Prosecutors Say Tennessee School Bus Driver Was on Phone During Fatal Crash

December 19, 2017 Updated: December 19, 2017

A prosecutor on Tuesday, Dec. 19, alleged that the driver in a deadly school bus crash in Tennessee took his phone out during the time of the accident.

The crash took place last year in Chattanooga, killing six elementary school students.

County District Attorney General Neal Pinkston said in court Tuesday that Johnthony Walker got a phone call at 3:17 p.m. that lasted almost four minutes. Pinkston said the first 911 call about the accident came at around 3:20 p.m., according to the Chattanooga Times Free Press.

Officials also said that Walker was speeding in the November 2016 crash. There were 37 kids on board.

Walker, 25, faces 34 charges, including six counts of vehicular homicide.

He appeared in court on Tuesday, where prosecutors revealed their first pieces of evidence that he was on his phone. Several family members of the victims appeared in court, Newschannel 9 reported.

A reporter with Newschannel 9 said that moments after the hearing, one of the mothers of the slain children walked out and screamed: “They don’t give a [expletive] about our children!” She wouldn’t elaborate on what happened.

Meanwhile, prosecutors said they received a draft of the final National Transportation Safety Board report, a spokeswoman confirmed today, though it’s unclear what it actually says, according to the Times Free Press.

“Yes, we have a draft report,” spokeswoman Melydia Clewell confirmed to the paper. “It is not finalized and is not public record until the NTSB board votes on it.”

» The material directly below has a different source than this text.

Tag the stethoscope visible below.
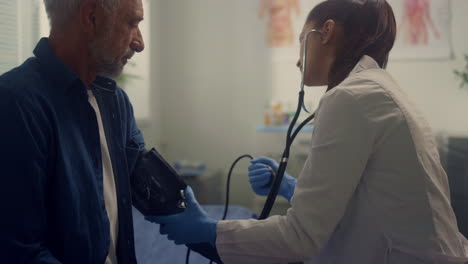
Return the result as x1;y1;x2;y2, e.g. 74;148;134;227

He posted bond and is out of jail, awaiting a trial date for Feb. 27, 2018.

Judge Don Poole also announced that he would quash a public records request from a Nashville media company for Walker’s jailhouse phone calls from 2016, according to the Times Free Press.

Last year, a federal lawsuit was filed against Walker, saying he had a “sadistic” habit of driving recklessly and slamming the brakes to punish children, The Epoch Times reported.

“This horror was foreseeable, predictable and preventable,” the lawsuit said, according to the Chattanooga Times Free Press.